Dachte eigendlich das es heutzutage schon gute Solarpumpen gibt bzw. man einen Teich ohne Pumpe machen kann! Es gab doch zu omas Zeiten auch schon Teiche aber keine Pumpen ! Oder nicht???
Lg Heike


----------



## Digicat (11. Mai 2010)

*AW: Neuling und viele Fragen!*

Servus Heike

Herzlich Willkommen

Wennst keine Fische in den Teich tust, geht`s auch ohne Strom 

Gegen die Algen hilft dann reichlich Pflanzen pflanzen .....

Wichtig !!!!

Noch ein nützlicher Link


----------



## sprinter616 (11. Mai 2010)

*AW: Neuling und viele Fragen!*

Ja klar aber zu Omas Zeiten war die Sonne auch weniger agressiv und der Eintrag von Schadstoffen,Düngern usw geringer!!!

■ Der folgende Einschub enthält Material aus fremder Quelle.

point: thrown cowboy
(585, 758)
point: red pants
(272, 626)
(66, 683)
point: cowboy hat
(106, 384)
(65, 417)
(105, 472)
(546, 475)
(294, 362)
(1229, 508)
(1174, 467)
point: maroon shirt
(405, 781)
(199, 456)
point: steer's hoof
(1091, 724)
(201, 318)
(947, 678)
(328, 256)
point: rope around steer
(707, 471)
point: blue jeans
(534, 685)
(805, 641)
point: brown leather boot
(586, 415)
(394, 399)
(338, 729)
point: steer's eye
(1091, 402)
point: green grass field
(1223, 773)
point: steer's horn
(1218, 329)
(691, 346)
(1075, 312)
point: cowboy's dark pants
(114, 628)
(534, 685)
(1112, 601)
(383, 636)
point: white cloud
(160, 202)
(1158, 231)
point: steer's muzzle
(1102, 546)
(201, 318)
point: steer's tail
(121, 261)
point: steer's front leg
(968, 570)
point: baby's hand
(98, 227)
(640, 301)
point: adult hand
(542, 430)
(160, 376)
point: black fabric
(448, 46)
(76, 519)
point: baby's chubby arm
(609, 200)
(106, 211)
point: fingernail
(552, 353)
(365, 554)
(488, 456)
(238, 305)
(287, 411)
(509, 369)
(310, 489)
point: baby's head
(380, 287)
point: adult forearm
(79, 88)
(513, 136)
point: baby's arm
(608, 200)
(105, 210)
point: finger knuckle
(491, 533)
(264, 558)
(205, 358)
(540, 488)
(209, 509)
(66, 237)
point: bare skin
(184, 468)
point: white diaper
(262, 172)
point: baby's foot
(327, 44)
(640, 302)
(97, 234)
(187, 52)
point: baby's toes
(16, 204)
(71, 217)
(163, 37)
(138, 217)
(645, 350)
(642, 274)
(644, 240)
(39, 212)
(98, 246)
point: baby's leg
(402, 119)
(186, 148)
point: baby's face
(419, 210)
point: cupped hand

Zudem war die Umwelt damals bedeutend sauberer!!!

Mfg Tom


----------



## Eugen (11. Mai 2010)

*AW: Neuling und viele Fragen!*

Hi Heike,

natürlich geht ein Teich auch ohne Pumpe ua.
funzt bei mir schon lange 
aber halt: NO FISH


----------



## heike74 (11. Mai 2010)

*AW: Neuling und viele Fragen!*

Hat zufällig noch jemand ne Antwort wegen dem Überlauf????
Brauche ich soetwas(zb. wegen Regen etc.),wenn ja wie mache ich das ???
Danke Euch allen für die Hilfe!


----------



## sprinter616 (11. Mai 2010)

*AW: Neuling und viele Fragen!*

Gestaltet sich bei fertigbecken etwas schwieriger!

Du kannst nur ziemlich nah an der Oberkante einen Schlauchstutzen einkleben um einen gezielten Überlauf zu gestalten!!!


Mfg Tom


----------



## heike74 (11. Mai 2010)

*AW: Neuling und viele Fragen!*



sprinter616 schrieb:


> Gestaltet sich bei fertigbecken etwas schwieriger!
> 
> Du kannst nur ziemlich nah an der Oberkante einen Schlauchstutzen einkleben um einen gezielten Überlauf zu gestalten!!!
> 
> ...


Verstehe ich das richtig? In die umliegende Sumpfzone einen Schlauchstutzen und daran den Schlauch den ich dann hinleiten kann wo  mich das überlaufende Wasser nicht stört????
Zumindest das läßt sich ja alleine machen!


----------



## sprinter616 (11. Mai 2010)

*AW: Neuling und viele Fragen!*

Ja genau so!!!


----------